The Corner

City of Angels, and Angles

I am, I confess, a late convert when it comes to Los Angeles. Back when I was a kid, I internalized the anti-L.A. bias expressed in, most prominently, the films of Woody Allen. It is only in middle age that I have come to appreciate the beauty of the place.

There’s a marvelous movie now out in limited release called Los Angeles Plays Itself, and I recommend it not just to people who are into L.A., but to anyone who loves cinema, and to anyone who especially enjoys movies that have a sense of place. Filmmaker Thom Andersen compiled hundreds of clips from movies set in Los Angeles, and intercut them with footage of the city from about a decade ago (the film was first released in 2003; this is a recut second version).

Andersen asks a telling question early on: If we can sometimes enjoy documentaries for their narrative qualities, can’t we also enjoy narrative films for their documentary qualities? Even back in the ’30s and ’40s, not all filming was done on studio backlots – so that very often, if you focus on the parts of the film frame not carrying the narrative burden, you are looking through a privileged window into the past.

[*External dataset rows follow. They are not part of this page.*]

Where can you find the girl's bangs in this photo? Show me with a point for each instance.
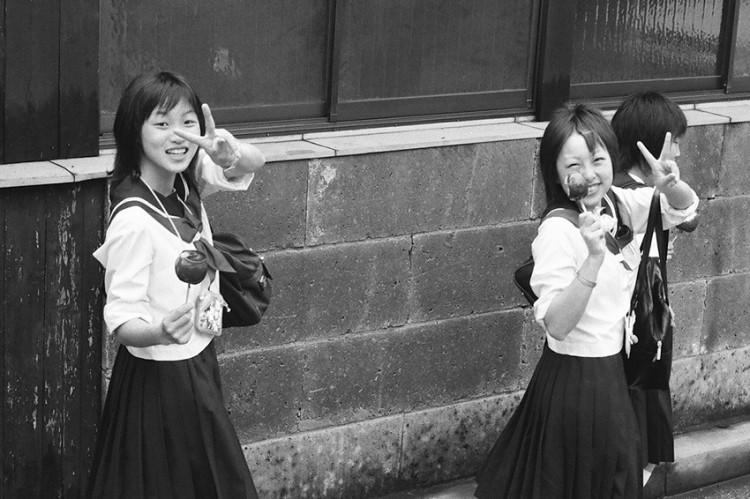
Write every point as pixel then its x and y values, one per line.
pixel 173 95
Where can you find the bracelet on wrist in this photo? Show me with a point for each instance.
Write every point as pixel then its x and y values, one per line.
pixel 584 281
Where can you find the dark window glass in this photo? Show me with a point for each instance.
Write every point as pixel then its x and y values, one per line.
pixel 742 43
pixel 251 60
pixel 412 49
pixel 622 40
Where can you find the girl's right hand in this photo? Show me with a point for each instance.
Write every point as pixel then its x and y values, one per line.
pixel 592 232
pixel 177 325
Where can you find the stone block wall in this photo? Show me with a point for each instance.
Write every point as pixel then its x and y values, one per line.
pixel 397 346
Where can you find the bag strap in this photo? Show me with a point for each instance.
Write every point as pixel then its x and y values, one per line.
pixel 566 213
pixel 653 227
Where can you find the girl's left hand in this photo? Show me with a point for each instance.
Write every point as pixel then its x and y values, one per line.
pixel 665 172
pixel 220 145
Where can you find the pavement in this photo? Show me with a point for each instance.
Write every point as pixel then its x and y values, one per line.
pixel 711 462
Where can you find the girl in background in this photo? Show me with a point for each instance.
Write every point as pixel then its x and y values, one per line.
pixel 574 434
pixel 165 431
pixel 647 117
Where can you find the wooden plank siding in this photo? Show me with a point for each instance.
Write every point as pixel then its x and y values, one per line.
pixel 49 86
pixel 51 333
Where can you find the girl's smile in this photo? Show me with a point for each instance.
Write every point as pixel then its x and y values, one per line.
pixel 595 166
pixel 164 154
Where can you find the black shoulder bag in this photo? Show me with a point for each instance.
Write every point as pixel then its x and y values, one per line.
pixel 247 290
pixel 650 361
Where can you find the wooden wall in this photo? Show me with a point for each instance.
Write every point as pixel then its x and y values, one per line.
pixel 50 337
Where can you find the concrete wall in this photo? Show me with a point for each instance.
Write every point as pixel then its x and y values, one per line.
pixel 397 346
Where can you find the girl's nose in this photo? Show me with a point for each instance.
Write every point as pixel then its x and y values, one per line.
pixel 587 171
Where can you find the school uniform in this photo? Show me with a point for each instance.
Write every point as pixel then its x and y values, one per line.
pixel 165 431
pixel 574 434
pixel 653 406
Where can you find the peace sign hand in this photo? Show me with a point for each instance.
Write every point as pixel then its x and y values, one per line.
pixel 219 144
pixel 665 172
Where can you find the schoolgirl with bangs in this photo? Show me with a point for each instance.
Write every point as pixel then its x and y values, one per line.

And you never know where such a window might exist. A few years ago, in a documentary about Henri Langlois, the co-founder of the Cinémathèque Française, I heard something pretty hilarious: It seems that there is, in the United States, a university that has a massive archive of porn films — not in the film department, or even in sexuality or gender studies, but in the history of material culture. It turns out that if you want to know, with great exactitude, what the interior design, furniture, and furnishings of a typical American lower-middle-class dwelling were in a given year, you should consult the porn films made in that year. (NB. I have never tried to find out whether this is actually true, or which university it is that has the archive. The story makes intuitive sense, when you think about it; but it could also be that the professor of material culture at that university had to come up with a quick explanation for his wife as to why he had a library of 25,000 pornographic films.)

A couple of times, but only a couple of times, the narration in Los Angeles Plays Itself indulges in left-wing cliché. For the most part, the film clips speak for themselves, and show us the past of a real city, in its fictional representations. It is almost three hours long, and completely captivating from start to finish.